彼は聴衆らに対し、彼の家族が平和を望んでいることや暴力からは何も生まれないことを訴えた。
「これでは同じことの繰り返しだ。暴力的な抗議活動や破壊行為は変化を起こせない。なぜなら、人々が破壊しているのは自分たちのコミュニティだからだ。こんなやり方では何も変わらない」
そしてフロイドは「別の手段をとろう」と呼びかけた。「自分たちが声をあげても無意味だなんて考えるのはやめて、投票するんだ。選挙について学んで誰に投票すべきか考えろ。そうやって敵を倒すんだ」
彼はスピーチの最後を「私の兄は暴力を望んでいない」という言葉で締めくくり、平和的な抗議活動の必要性を訴えた。
5月25日、ミネアポリスで武器を持たない黒人男性のジョージ・フロイドを取り押さえた白人警官のデレック・チョーヴィンは「息ができない」と悲鳴をあげるフロイドを、膝で9分近く押さえつけ、死亡させた。その動画がソーシャルメディアで拡散すると、全米各地で抗議活動が発生し、一部の都市では暴動や略奪行為に発展した。
白人警官のチョーヴィンは29日の逮捕後に第3級殺人罪で起訴されたが、その後も抗議活動が沈静化する気配はない。

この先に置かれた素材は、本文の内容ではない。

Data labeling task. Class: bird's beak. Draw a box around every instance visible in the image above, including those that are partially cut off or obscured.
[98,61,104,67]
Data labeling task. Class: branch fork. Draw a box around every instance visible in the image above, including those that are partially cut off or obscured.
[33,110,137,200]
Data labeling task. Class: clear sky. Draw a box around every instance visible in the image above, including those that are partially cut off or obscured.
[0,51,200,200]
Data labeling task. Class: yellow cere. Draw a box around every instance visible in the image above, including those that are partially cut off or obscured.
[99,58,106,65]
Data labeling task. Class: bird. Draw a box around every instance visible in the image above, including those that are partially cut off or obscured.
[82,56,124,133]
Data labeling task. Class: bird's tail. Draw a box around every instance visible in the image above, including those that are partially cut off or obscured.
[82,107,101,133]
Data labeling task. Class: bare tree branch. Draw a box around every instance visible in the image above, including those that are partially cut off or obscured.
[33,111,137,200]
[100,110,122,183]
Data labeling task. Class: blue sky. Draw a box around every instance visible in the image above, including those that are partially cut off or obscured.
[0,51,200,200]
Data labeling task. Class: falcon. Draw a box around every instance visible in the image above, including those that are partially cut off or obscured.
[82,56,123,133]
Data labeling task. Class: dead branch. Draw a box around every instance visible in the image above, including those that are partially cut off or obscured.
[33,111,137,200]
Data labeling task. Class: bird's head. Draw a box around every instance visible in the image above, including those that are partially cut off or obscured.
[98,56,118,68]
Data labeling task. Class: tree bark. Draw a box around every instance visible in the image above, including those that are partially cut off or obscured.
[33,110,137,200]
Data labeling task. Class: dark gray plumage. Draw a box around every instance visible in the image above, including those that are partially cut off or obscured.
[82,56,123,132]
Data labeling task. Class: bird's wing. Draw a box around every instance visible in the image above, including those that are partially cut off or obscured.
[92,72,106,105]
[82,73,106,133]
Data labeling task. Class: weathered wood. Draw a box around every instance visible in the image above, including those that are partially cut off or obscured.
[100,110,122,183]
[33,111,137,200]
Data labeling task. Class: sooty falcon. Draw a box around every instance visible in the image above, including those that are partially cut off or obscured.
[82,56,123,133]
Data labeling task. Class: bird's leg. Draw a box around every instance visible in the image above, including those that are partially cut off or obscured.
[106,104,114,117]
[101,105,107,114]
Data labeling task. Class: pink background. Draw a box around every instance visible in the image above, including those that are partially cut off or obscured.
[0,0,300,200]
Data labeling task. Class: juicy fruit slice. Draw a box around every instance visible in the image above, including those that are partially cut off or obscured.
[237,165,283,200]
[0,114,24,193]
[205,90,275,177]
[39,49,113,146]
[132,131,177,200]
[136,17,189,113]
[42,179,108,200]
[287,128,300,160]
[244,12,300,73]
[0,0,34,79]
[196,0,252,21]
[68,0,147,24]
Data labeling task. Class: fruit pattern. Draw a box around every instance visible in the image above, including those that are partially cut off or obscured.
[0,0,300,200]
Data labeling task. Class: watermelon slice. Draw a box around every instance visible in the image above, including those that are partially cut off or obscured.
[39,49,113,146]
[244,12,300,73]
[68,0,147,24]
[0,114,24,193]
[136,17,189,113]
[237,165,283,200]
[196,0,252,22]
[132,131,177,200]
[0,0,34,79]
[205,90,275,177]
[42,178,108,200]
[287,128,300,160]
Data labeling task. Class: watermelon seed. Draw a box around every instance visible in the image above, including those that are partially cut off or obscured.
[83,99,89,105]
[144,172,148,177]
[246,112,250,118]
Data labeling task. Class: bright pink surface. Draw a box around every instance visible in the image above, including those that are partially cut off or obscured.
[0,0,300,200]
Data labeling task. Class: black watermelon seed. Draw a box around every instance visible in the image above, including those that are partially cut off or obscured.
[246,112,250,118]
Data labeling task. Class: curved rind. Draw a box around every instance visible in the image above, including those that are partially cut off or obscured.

6月1日の情報番組「グッド・モーニング・アメリカ」のインタビューでテレンス・フロイドは、「兄は心優しい巨人だった。彼は平和と団結の尊さを示してくれた」と述べた。
「今起こっている事態を団結と呼ぶ人もいるかもしれないが、これは破壊のための団結だ。これは兄が望んでいたものではない。怒りのエネルギーを前向きなものに変えてほしい」
フロイドの発言は、全米の各都市で抗議活動を行う人々の間で広がる、暴力行為をやめて政治的変革をもたらそうという声につながっている。ニューヨークのブルックリンでは31日、警官隊らが人々の前でひざまずき、団結と暴力的対立の抑制を呼びかける場面も目撃された。